General technique to find largest number that can't be written as a sum of multiples of a given list of numbers

Question

I am given a set of numbers $(n_1, n_2, ...)$ with $n_1 < n_2 < ...$ and I want to know what the largest number is that can't be written as $a_1*n_1 + a_2*n_2 + ...$ The set of numbers is always finite and all $n_i$ and $a_i$ are positive integers. Is there a general technique to do this, or do you just have to try until you get $n_1$ consecutive numbers?

Answer 1

We want to assume, as the Comments note, that the GCD of values $n_i$ is 1, as otherwise there is no upper bound on numbers that cannot be represented.

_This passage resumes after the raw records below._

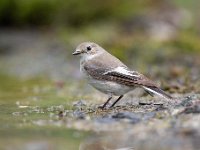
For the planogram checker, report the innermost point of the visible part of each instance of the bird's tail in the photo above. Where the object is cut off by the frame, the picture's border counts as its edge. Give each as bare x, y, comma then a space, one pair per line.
152, 90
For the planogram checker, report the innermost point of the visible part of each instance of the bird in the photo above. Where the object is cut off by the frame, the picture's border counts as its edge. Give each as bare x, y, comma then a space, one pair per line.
110, 76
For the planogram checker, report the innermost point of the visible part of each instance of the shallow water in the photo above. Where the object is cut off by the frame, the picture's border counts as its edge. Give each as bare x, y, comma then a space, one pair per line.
24, 102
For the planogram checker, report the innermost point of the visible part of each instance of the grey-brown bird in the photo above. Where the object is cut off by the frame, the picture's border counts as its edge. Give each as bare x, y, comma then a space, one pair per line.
109, 75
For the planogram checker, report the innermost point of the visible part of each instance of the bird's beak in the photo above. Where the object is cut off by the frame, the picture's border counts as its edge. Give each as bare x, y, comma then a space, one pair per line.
77, 52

Solving this, the Frobenius coin problem, has previously been discussed here.

Edit: Technically this Question differs from the Coin Problem by requiring the count $a_i$ of each denomination $n_i$ to be "positive", where these coefficients are allowed to be zero in the Coin Problem. Whether or not this was a miswording of the Question, the only effect is to add $n_1 + n_2 + \ldots$ to each possible sum, so the set of representable values is simply shifted upward by this amount.

For general cardinality of $\{n_i\}$, stipulated to be finite, the problem is NP-hard as noted in an on-line paper by D. Beihoffer et al that discusses speed of algorithms. However for fixed number of integers $n_i > 0$ there are algorithms of polynomial complexity in size of input (logarithms of $n_i$'s).